Eleven months out of the year, the Arab-American coffee shops, restaurants, and bakeries of Dearborn, Michigan, bustle with business throughout the day. But when the holy month of Ramadan arrives, daylight activity in the area slows down. Observant Muslims fast from sunrise to sunset during Ramadan, which began this year on April 12 and will end May 12.
When night falls, and the fast is broken, however, Dearborn’s many eateries come alive again.
In the Detroit area, the sun sets at this time of year around 8:30 p.m. and rises at 6:30 a.m., meaning that dining—and sleep—have to fit into those 10 hours. Many Muslims divide their eating between the post-fast meal, called iftar, and a pre-fast breakfast, called suhoor. For a number of places, that means adjusting the usual operating times.

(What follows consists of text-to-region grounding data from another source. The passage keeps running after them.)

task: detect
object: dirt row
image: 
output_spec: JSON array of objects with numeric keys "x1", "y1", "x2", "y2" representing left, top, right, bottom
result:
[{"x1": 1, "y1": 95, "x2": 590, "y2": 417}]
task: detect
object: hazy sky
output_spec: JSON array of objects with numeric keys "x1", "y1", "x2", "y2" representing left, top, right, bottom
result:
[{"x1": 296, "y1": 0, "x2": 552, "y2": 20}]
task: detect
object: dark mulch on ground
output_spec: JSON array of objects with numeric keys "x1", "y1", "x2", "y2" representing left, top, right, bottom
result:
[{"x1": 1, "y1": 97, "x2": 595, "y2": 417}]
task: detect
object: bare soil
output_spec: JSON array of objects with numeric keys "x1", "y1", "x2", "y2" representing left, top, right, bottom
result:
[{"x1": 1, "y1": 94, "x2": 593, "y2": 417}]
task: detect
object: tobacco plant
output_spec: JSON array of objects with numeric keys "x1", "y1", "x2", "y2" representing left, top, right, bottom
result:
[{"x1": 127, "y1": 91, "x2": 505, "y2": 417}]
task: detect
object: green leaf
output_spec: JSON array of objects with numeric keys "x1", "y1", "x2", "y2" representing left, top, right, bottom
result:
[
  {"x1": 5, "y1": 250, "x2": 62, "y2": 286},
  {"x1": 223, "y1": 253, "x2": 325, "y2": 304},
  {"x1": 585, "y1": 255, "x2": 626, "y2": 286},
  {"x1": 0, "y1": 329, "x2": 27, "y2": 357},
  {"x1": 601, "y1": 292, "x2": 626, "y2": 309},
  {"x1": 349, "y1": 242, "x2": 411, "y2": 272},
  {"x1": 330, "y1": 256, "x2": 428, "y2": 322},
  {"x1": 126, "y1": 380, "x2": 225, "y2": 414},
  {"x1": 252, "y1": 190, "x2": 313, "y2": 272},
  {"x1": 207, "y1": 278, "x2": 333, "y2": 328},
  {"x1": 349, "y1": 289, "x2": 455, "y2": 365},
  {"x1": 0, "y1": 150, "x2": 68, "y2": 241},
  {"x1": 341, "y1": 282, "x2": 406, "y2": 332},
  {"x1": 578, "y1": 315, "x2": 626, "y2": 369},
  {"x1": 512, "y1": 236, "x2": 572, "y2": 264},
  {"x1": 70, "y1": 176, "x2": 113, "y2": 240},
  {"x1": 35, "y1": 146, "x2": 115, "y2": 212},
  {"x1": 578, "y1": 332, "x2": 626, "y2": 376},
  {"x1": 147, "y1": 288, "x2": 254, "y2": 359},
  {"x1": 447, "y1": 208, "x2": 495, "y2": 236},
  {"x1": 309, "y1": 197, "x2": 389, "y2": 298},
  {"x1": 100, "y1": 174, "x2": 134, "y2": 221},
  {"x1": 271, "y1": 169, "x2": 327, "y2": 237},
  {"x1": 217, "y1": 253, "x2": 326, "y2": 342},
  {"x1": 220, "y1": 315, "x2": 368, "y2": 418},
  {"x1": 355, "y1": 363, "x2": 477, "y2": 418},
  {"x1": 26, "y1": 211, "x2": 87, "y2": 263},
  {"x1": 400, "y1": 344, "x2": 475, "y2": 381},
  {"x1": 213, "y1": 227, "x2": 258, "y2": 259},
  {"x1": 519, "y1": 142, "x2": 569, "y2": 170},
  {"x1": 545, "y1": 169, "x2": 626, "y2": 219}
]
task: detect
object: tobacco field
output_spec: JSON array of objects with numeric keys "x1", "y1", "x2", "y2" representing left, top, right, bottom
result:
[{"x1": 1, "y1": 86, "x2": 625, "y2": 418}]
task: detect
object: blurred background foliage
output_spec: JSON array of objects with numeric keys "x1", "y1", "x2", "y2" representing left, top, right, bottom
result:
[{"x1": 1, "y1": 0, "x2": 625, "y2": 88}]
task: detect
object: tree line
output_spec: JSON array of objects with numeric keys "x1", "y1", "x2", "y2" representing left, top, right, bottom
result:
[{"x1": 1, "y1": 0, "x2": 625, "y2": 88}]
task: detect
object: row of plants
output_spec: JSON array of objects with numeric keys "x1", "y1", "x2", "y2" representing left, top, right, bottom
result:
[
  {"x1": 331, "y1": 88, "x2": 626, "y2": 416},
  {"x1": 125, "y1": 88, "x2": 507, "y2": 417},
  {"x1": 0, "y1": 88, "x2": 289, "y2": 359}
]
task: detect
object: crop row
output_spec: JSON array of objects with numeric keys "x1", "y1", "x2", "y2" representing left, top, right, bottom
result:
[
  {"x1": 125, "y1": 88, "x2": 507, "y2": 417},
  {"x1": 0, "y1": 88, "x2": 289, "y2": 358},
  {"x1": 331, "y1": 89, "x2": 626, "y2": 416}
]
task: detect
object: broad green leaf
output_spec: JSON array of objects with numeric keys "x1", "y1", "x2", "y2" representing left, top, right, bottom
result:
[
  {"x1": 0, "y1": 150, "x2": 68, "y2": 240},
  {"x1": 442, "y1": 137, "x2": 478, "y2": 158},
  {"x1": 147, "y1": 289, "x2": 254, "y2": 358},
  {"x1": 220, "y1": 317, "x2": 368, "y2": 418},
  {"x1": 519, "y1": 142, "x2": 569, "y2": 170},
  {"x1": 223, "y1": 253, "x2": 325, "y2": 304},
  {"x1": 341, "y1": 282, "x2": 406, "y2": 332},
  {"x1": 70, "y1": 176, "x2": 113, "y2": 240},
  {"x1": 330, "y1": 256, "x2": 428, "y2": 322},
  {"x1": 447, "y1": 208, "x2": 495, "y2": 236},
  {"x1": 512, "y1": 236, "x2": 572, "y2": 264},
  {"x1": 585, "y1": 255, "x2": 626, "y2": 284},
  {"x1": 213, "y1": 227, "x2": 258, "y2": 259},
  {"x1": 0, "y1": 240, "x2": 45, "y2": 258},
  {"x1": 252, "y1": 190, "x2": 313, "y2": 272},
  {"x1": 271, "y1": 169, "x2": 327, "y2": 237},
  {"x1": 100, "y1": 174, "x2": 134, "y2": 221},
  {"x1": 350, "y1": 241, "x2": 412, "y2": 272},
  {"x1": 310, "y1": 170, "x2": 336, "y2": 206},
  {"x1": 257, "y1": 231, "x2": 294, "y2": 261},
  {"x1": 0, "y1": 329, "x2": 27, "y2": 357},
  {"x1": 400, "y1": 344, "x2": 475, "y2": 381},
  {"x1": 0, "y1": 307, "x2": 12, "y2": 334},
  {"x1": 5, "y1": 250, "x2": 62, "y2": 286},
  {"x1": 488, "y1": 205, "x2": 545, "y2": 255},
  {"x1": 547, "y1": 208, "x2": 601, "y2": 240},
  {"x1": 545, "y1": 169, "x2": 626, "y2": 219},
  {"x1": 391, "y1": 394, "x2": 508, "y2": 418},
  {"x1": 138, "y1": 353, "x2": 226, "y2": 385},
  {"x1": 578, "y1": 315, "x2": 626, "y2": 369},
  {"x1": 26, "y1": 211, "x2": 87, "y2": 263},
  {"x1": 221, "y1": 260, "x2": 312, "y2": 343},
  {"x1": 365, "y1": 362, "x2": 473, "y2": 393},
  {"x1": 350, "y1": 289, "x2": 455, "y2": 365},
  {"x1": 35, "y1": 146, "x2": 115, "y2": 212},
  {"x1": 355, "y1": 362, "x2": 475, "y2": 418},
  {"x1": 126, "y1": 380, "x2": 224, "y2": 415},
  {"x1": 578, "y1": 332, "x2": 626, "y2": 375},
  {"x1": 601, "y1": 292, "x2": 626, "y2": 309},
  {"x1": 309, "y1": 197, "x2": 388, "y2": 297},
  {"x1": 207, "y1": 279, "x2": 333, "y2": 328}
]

Cheat Treat Cafe, which has an eye-popping variety of pastries and sweet concoctions, opens at 6:30 p.m. and closes at 3 a.m. Qahwah House, which specializes in Yemeni coffee and sweets, stays open until 2 a.m., serving dates to customers and staff to break the fast and kick off iftar.
“We see activity shifting, so we move our workforce for the evening hours, rather than the morning,” says Nada Shatila, vice president at her family’s Shatila Bakery, which operates until 11 p.m. during the week and midnight on Friday and Saturday.
Shatila, about a 15-minute drive west of downtown Detroit, is a vast wonderland of desserts, including house-made ice cream and pomegranate-juice-based soft drinks. French pastry and custom-designed cakes nod to the family’s Lebanese heritage, along with individually wrapped chocolates, often eaten with strong Arabic coffee that’s also available for sale.
But the real stars of Shatila are its savory and sweet Middle Eastern pastries, many of which can be purchased through mail order (it sells on its own website and via Goldbelly). You’ll have to arrive in person, however, to sample the one thing that customers clamor for most often during the holiday: atayef.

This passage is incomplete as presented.